While Eugene Delacroix provided the model for tackling branches and foliage, there may well have been another link with the French artist in the case of Pine Trees against an Evening Sky. Throughout his life, Van Gogh was fascinated by the restless idealism of Delacroix, scarcely tamed by death, as described by the French critic Theophile Silvestre. Van Gogh was fond of quoting from memory the rousing conclusion of Silvestre's tribute to Delacroix: 'Thus did Eugene Delacroix die, almost smiling - a painter of the greatest kind - who had a sun in his head and a storm in his heart'.
Van Gogh probably incorporated this metaphor of life as struggle in this spirited if somewhat macabre sunset with a woman battling against a stiff breeze. The transience of life is symbolized by the very conspicuously broken tree trunks and branches, and the colour palette has also been selected with a particular aim in mind. As in the Garden of the Asylum in Saint-Remy, Van Gogh apparently uses dark hues and juxtaposed with red to evoke the indefinable anxiety described by patients in the asylum as 'noir-rouge'.

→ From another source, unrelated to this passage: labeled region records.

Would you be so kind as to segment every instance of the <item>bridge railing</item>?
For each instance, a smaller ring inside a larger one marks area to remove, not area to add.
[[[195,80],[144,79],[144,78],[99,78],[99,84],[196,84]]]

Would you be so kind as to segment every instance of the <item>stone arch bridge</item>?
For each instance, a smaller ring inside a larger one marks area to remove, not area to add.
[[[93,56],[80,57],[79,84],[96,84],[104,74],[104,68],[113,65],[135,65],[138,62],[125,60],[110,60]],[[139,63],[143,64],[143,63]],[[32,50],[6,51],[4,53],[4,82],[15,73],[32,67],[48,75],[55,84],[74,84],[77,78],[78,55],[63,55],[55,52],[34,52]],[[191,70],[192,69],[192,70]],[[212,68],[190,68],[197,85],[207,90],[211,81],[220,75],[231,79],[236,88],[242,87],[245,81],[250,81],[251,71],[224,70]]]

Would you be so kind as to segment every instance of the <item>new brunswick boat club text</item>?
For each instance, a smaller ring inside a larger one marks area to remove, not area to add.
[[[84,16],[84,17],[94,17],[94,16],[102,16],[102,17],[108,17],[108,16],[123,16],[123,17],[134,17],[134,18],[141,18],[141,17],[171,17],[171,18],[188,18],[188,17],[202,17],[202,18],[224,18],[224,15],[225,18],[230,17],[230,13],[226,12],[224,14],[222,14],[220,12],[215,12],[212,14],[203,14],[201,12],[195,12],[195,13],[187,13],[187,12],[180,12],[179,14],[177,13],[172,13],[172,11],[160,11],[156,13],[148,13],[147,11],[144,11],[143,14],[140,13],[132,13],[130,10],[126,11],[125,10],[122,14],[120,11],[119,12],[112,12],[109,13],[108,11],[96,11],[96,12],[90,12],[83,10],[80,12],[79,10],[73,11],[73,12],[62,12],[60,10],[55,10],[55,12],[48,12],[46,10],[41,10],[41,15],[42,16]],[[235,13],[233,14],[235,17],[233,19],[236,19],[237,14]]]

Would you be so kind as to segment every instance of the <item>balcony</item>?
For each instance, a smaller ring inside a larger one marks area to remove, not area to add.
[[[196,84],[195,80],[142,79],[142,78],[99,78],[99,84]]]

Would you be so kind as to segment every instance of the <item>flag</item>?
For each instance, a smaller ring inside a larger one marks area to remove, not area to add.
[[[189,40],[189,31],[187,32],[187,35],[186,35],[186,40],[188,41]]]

The colour effect was reduced when the work was later retouched. Van Gogh was apparently struck by the need to alter the canvas while writing a letter to his sister: 'Then I took a colour which is on the palette, a dull and dirty white you get when you mix white with green and a little carmine. I daubed this greenish tone all over the sky and behold: at a distance, it softens the tones, yet you would think you were messing up and soiling the canvas'. It looks as if Van Gogh retouched more than the sky, because the light tone is also present in the ground and the mass of pine needles. The artist must have been proud of the final result because the canvas is one of only seven paintings from Saint-Remy which he signed.